从API读取数据

时间:2013-08-16 01:51:26

标签: java json optimization csv

我编写了一个从外部API读取一些数据的函数。我的功能是什么,它从磁盘读取文件时调用该API。我想为大文件(35000条记录)优化我的代码。你能否就此提出建议?

以下是我的代码。

public void readCSVFile() {

    try {

        br = new BufferedReader(new FileReader(getFileName()));

        while ((line = br.readLine()) != null) {


            String[] splitLine = line.split(cvsSplitBy);

            String campaign = splitLine[0];
            String adGroup =  splitLine[1];
            String url = splitLine[2];              
            long searchCount = getSearchCount(url);             

            StringBuilder sb = new StringBuilder();
            sb.append(campaign + ",");
            sb.append(adGroup + ",");               
            sb.append(searchCount + ",");               
            writeToFile(sb, getNewFileName());

        }

    } catch (Exception e) {
        e.printStackTrace();
    }
}

private long getSearchCount(String url) {
    long recordCount = 0;
    try {

        DefaultHttpClient httpClient = new DefaultHttpClient();

        HttpGet getRequest = new HttpGet(
                "api.com/querysearch?q="
                        + url);
        getRequest.addHeader("accept", "application/json");

        HttpResponse response = httpClient.execute(getRequest);

        if (response.getStatusLine().getStatusCode() != 200) {
            throw new RuntimeException("Failed : HTTP error code : "
                    + response.getStatusLine().getStatusCode());
        }

        BufferedReader br = new BufferedReader(new InputStreamReader(
                (response.getEntity().getContent())));

        String output;

        while ((output = br.readLine()) != null) {
            try {

                JSONObject json = (JSONObject) new JSONParser()
                        .parse(output);
                JSONObject result = (JSONObject) json.get("result");
                recordCount = (long) result.get("count");
                System.out.println(url + "=" + recordCount);

            } catch (Exception e) {
                System.out.println(e.getMessage());
            }

        }

        httpClient.getConnectionManager().shutdown();

    } catch (Exception e) {
        e.getStackTrace();
    }
    return recordCount;

}

1 个答案:

答案 0 :(得分:1)

由于远程调用比本地磁盘访问慢,因此您需要以某种方式并行化或批量远程调用。
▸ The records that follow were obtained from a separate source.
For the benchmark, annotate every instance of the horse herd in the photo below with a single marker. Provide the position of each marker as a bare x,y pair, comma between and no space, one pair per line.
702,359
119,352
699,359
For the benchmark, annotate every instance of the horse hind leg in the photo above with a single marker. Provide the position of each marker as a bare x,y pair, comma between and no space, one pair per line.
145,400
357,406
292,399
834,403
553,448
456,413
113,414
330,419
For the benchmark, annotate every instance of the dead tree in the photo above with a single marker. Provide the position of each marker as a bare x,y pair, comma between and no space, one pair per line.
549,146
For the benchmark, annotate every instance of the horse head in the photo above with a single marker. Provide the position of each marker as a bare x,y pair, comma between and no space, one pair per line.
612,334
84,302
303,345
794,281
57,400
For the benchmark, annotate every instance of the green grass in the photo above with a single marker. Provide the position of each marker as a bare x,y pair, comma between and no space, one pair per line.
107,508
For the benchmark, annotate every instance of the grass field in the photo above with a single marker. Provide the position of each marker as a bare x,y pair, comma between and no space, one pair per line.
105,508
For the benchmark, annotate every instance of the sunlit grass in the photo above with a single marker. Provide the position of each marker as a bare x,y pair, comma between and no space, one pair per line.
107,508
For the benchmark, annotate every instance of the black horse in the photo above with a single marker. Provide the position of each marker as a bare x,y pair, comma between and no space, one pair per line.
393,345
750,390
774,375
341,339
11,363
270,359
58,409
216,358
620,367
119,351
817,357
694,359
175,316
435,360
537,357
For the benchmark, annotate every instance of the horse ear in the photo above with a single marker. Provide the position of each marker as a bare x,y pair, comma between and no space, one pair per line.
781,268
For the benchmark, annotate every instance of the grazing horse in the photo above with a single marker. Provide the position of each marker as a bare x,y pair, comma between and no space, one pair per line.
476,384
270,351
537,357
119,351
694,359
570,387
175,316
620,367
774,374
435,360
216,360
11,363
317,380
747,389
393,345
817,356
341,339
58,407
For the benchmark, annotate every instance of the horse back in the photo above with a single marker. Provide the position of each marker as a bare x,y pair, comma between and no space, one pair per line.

如果您无法对远程API进行批量调用,但它允许多个并发读取,那么您可能希望使用类似线程池的内容来进行远程调用:

public void readCSVFile() {
    // exception handling ignored for space
    br = new BufferedReader(new FileReader(getFileName()));
    List<Future<String>> futures = new ArrayList<Future<String>>();
    ExecutorService pool = Executors.newFixedThreadPool(5);

    while ((line = br.readLine()) != null) {
        final String[] splitLine = line.split(cvsSplitBy);
        futures.add(pool.submit(new Callable<String> {
            public String call() {
                long searchCount = getSearchCount(splitLine[2]);
                return new StringBuilder()
                    .append(splitLine[0]+ ",")
                    .append(splitLine[1]+ ",")
                    .append(searchCount + ",")
                    .toString();
            }
        }));
    }

    for (Future<String> fs: futures) {
        writeToFile(fs.get(), getNewFileName());
    }

    pool.shutdown();
}

但理想情况下,如果可能的话,您真的希望从远程API中进行单批读取。